Perhaps his most memorable achievement, he says, was when he and actor Michael Byron developed Actors Inner Circle in Phoenix in the 1960s. It was there that Weiser was introduced by another actor, Burke Rhind, to a prospective talent named Nick Nolte.
In Weiser's new tell-all book, "Nick Nolte: Caught in the Act," ($24.95 hard cover, Momentum Books Ltd., Troy, Mich.) he describes that first meeting with Nolte this way: "(Nolte) told me all about his inexperience and his hunger to act. The fire was there, all right. Some people are wannabes, and some are gottabes. It was evident ... that he fit squarely and eternally into the gottabe category."
Weiser suggested to Nolte that he move to Phoenix from Nebraska to join Actors Inner Circle. Nolte's mother, Helen, lives in Phoenix, so he was no stranger to the Valley. Nolte went on to act in more than a dozen stage plays here, directed by Weiser.
Nolte was eventually propelled to superstardom when he was cast in a Walt Disney television production of "The Feather Firm." But he never forgot Weiser. The two have remained close, sharing an array of both wild and tender moments together.
The halo of craziness that surrounds Nolte is shared in Weiser's up-close tome, available March 22. The biography is already making waves in Hollywood. It reveals for the first time Nolte's obsession to churn out perfect scenes, and his fear of not doing so. From caustic temper tantrums to unscripted bursts of rage, Weiser, too, has fallen victim to his share of verbal abuse from the actor.
"We both realize there's no venom behind that," Weiser says. "I speak to him abusively too. In fact, there's no one else I know who treats him the way I do. I argue with him. I tell him he's crazy. I tell him he's obsessing. But everyone else fawns over him because he's a star."
Being a star has fueled Nolte's apprehension about exposing his personal side, Weiser says. So a book detailing Nolte's preoccupation with flatulence or the removal of his boils and lesions surely is not his idea of star treatment.
"Nick didn't want me to write this book, let alone read it," confides Weiser. "He told me, 'I don't read books about myself.' And I told him, 'I know why. Because you're afraid to read some of the things about yourself that you're afraid to face.' "
Like the fact that Nolte admittedly doesn't have many true friends. Or that sometimes Nolte's apparent toughness gives way to heartfelt feelings.
By 1994, Weiser thought he had seen it all when it came to Nolte. But when they traveled together to Washington, D.C., to gather information on Thomas Jefferson, in preparation for Nolte's role in the film "Jefferson in Paris," Weiser discovered yet another side to the complicated actor.

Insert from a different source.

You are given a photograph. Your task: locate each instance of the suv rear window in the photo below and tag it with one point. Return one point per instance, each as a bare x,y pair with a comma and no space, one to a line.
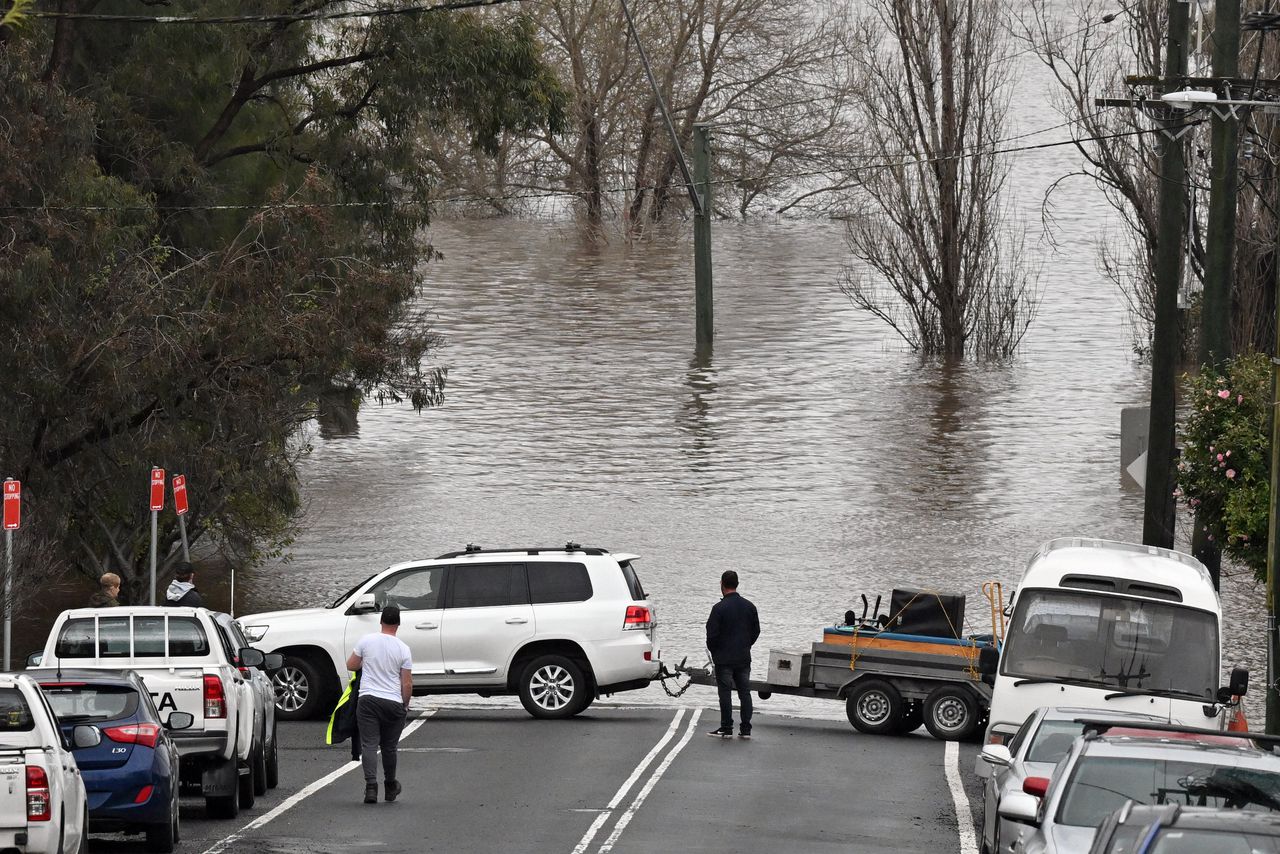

"Nick has an inordinate preoccupation with violence," Weiser explains. "He wanted to see the Holocaust Memorial Museum in Washington, so we went. For five hours, he didn't say a word. But when we got outside, he broke the silence with a painful groan. He was (shouting to me), 'Did you see? Did you see? Did you notice?' It all came pouring out. He is very impatient with anti-Semitism or anything that degenerates another person."
Weiser says he hopes Nolte will read his book because "whether or not he does, others (in Hollywood) will read it and will report to him. ... And unquestionably, (the book) will have an impact on him.
"I'm sure there will be things about the book that will distress him, but I'm sure he'll also be pleased with certain things that he likes other people to recognize, like his intelligence, his dedication to his art and his determination to try to find something about life he can hold on to. I don't think he'll ever stop talking to me because of this book. We have too much (of a history) behind us."